As employment relationships become ever more complex the scope of employment protection appears to be ever more difficult to predict. This is illustrated in three recent cases dealing with agency workers, or those in agency or atypical type employment relationships. In order to come under the protection of employment legislation workers need to “fit” into one of the definitions of protected workers defined in the relevant legislation. It is getting ever more difficult to “fit” workers to these arguably unhelpful definitions.
In Muschett v HM Prison Service, the Court of Appeal considered the employment status of an agency worker for, amongst other things, the purpose of the Race Relations Act 1976. As the agency worker failed to satisfy the definition of “employee” or “contract worker” the worker’s claims against the end user, HMPS, failed exposing a gap in the whole of protection for such workers. Only in cases where an agency worker is an employee of the agency will they be considered “contract workers” and therefore come under the protection of the discrimination legislation which may lead to agencies refusing to employ their workers to ensure their clients are protected from potential liability in this way.

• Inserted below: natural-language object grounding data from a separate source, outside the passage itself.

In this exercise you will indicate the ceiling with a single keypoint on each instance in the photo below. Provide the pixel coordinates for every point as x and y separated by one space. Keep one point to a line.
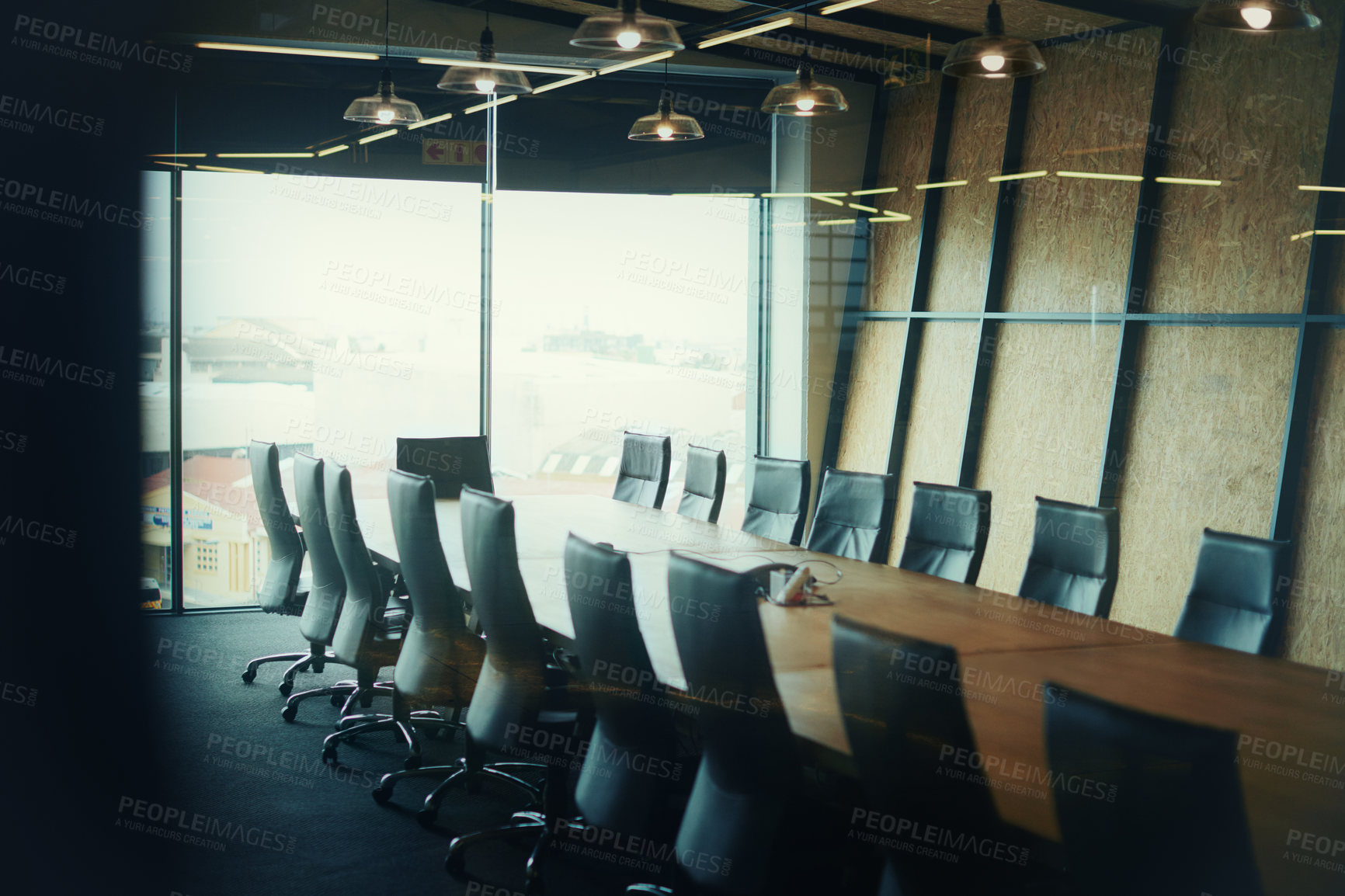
872 30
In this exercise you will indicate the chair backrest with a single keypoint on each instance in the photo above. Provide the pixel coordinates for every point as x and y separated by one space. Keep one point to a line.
777 508
1239 596
854 516
362 613
634 710
452 462
440 658
1074 558
1156 800
702 494
947 533
279 592
749 766
643 478
509 693
328 589
915 751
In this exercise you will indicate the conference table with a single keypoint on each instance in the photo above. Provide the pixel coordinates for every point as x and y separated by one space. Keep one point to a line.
1290 717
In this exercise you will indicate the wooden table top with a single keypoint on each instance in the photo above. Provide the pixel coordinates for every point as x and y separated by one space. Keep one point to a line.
1279 708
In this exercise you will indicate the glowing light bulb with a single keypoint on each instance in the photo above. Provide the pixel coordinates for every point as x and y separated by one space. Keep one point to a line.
1255 16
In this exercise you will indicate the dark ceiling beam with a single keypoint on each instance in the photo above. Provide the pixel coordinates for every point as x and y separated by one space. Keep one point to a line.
1129 9
701 23
829 49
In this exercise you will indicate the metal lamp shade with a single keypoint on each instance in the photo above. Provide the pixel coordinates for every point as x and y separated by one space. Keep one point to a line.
1258 16
666 127
384 108
627 30
483 78
994 55
474 78
805 97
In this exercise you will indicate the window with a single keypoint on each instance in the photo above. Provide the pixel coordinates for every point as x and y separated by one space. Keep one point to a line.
617 312
328 315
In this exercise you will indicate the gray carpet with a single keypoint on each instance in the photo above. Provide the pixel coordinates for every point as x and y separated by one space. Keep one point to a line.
225 754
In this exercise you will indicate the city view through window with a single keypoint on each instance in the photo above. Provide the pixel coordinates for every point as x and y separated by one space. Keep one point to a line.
358 321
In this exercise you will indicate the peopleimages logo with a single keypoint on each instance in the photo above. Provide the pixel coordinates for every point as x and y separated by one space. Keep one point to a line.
176 824
33 110
33 279
49 366
31 30
58 201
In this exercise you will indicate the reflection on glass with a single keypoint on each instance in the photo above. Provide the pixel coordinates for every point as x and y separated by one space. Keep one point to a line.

Earlier this year in May and Baker Ltd v Okerago the Employment Appeal Tribunal upheld May and Baker’s appeal against decision of the Employment Tribunal that it was vicariously liable for a racially offensive remark made by Ms Dower, an agency worker, to its employee Ms Okerago. This case confirms that an employer is not vicariousy liable for the discriminatory acts of agency workers.
More recently, however in Leeds City Council v Woodhouse and Ors, the Court of Appeal has allowed a race discrimination claim to be brought against Leeds City Council by an employee of West North West Homes Leeds Limited, an Arms Length Management Organisation (ALMO).
The decision means that if someone employed by an ALMO believes they have been discriminated against by a Council or a Council’s employees, they are likely to be able to pursue a discrimination claim against the Council even though they are not their employer.
The claimant in the case Mr Woodhouse claimed that he had been abused and discriminated against on the grounds of his race by an employee of Leeds City Council. He pursued a claim against the Council. As the Council were not his employer they argued as a preliminary issue that he could not pursue a claim against them for discrimination in employment.
However, the Employment Tribunal in this case, held that the “extreme closeness of the relationship” between the ALMO and the Council was sufficient to enable the employee to bring a claim against the Council. The Court of Appeal agreed with this conclusion. This was particularly the case because the ALMO had only one customer, the Council, existed only in order to provide management services to the Council, and was a wholly owned subsidiary of the Council.
The decsion means that discrimination claims may be pursued where the alleged harassment or discrimination is carried out by a Council employee, for whom the ALMO would not normally be liable. The decision is welcome however, as it advocates a pragmatic approach to the question of the employment status of the workers involved having regard to the facts of the employment relationship rather than written terms of service.
However, these cases reveal in our opinion a lack of consistency which is in our view undesirable in such an important area of law. We believe a more cohesive approach is required to ensure that all workers are protected, no matter what the organisational structures of those for whom they are carrying out work.